Les femmes artisans de leur émancipation
Les Turques musulmanes pratiquantes participent bien plus que par le passé à la vie publique, fait observer le chroniqueur Yusuf Ziya Cömert dans le quotidien conservateur Karar :
«Ceux qui, dans les années 1970, ne s'offusquaient pas que leurs sœurs ne reçoivent pas d'éducation supérieure, voire qui en concevaient une certaine satisfaction, envoient dans les années 1990 leurs filles à l'université. ... Des sondages actuels montrent qu'indépendamment de leurs convictions politiques, cela ne dérange pas les gens de voir de jeunes filles voilées faire des études ou travailler dans le secteur public. C'est une grande avancée. ... Nos filles et nos sœurs se sont trouvé une place dans la société. Elles le doivent à leurs efforts, pas aux nôtres. ... Nous avons consenti à cette évolution de la réalité autour de nous, nous l'avons acceptée. ... Les femmes sauront se frayer un chemin, comme elles ont su le faire jusqu'ici.»

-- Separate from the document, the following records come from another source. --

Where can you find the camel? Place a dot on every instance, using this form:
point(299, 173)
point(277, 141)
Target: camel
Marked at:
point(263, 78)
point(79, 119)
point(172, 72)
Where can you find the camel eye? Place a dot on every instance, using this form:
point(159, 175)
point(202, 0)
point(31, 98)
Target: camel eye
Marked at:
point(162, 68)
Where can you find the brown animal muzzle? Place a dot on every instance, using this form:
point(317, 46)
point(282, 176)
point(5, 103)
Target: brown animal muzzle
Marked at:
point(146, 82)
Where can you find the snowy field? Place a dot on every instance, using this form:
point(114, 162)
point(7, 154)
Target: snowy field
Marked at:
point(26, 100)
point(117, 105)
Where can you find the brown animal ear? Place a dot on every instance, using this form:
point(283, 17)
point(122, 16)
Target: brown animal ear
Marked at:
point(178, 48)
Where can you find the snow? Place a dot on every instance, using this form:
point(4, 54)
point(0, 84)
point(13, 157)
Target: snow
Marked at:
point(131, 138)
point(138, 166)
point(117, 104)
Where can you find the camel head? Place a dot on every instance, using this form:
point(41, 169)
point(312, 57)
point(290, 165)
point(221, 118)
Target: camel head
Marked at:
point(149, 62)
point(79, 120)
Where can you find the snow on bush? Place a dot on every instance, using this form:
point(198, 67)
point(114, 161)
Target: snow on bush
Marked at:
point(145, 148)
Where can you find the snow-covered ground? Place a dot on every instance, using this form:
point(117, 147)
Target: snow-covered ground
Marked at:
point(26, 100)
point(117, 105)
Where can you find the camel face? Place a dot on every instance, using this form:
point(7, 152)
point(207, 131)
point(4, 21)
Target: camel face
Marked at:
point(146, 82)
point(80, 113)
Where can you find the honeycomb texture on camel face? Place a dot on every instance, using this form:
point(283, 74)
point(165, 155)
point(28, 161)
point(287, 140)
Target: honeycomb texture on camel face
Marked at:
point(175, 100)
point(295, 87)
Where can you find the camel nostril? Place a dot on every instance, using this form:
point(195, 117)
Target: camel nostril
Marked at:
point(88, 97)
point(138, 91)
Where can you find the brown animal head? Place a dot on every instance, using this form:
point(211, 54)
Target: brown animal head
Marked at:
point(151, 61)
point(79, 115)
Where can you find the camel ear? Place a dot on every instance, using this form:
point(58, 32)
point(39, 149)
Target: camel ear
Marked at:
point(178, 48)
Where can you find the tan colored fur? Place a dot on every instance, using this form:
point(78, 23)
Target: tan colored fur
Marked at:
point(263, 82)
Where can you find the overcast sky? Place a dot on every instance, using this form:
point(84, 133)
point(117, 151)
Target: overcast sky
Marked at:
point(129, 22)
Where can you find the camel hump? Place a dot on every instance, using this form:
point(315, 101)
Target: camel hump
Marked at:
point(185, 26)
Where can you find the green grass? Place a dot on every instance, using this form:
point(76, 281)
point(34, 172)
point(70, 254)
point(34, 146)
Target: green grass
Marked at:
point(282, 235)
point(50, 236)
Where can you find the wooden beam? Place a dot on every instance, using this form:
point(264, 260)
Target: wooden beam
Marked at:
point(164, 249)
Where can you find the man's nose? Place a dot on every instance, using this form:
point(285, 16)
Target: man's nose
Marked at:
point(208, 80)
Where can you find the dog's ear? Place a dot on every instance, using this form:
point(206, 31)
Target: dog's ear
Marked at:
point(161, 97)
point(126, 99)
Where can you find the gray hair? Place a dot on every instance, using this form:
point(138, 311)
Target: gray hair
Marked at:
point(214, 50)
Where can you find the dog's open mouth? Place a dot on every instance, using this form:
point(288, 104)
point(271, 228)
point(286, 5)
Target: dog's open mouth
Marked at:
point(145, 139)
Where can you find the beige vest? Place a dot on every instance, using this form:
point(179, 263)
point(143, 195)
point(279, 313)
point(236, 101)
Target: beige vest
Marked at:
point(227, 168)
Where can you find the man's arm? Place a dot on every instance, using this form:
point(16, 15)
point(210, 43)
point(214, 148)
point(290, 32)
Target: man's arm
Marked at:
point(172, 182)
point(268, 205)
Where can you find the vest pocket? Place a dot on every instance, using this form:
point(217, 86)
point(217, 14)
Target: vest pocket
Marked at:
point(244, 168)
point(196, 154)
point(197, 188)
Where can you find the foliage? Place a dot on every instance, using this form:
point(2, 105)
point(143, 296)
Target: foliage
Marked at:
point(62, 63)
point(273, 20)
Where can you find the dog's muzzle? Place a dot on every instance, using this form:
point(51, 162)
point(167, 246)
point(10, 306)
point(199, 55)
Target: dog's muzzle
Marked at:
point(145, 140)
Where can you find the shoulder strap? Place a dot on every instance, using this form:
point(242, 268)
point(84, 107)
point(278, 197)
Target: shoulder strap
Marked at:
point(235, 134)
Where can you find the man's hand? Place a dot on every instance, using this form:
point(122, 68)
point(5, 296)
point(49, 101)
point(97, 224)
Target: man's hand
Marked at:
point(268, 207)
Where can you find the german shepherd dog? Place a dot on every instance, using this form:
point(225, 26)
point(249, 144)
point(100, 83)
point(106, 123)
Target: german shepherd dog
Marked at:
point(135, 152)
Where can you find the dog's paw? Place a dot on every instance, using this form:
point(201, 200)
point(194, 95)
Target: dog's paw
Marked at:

Faire bon usage des instruments existants
Depuis deux ans en France, toutes les entreprises de plus de 50 employés doivent publier chaque année un index d'égalité hommes-femmes, portant entre autres critères sur les disparités de rémunération. Dans Les Echos, deux responsables RH font l'éloge de cet instrument :
«L'index, à peine né, fait l'objet de nombreuses remarques sur sa perfectibilité. Certaines sont justes et il faudra progressivement l'améliorer pour intégrer les situations de temps partiel, les basses rémunérations, la présence des femmes dans les instances de direction. En dépit de ces défauts de jeunesse, les entreprises pourraient d'ores et déjà saisir l'occasion pour passer d'une lecture rétrospective à une gestion prospective. Et, pour cela, transformer l'index ... en tableau de bord pour piloter le changement. Faire progresser la cause de l'égalité ici et maintenant dans l'entreprise, c'est possible et l'outil est là. Allons-y.»
Respecter la personne, au-delà du clivage homme/femme
Dans Corriere del Ticino, la journaliste Barbara Gianetto Lorenzetti appelle à dépasser la logique manichéenne traditionnelle :
«Le chemin menant à l'égalité entre les sexes est encore long. C'est ce que nous apprennent, chaque 8 mars, les statistiques portant sur les écarts salariaux, les groupes les plus impactés par le chômage ou les carences en matière de politique familiale, tandis que violences conjugales continuent de remplir nos journaux. ... C'est pourquoi il est indispensable que l'on se fixe de nouveaux objectifs. Il est peut-être temps de changer de registre et d'approche, de renoncer à l'image traditionnelle de binarisme homme/femme pour s'orienter vers un équilibre qui privilégie le développement et le respect de la personne - une personne qu'il faut comprendre comme un être humain dans son intégrité et son unicité, au-delà de son seul genre.»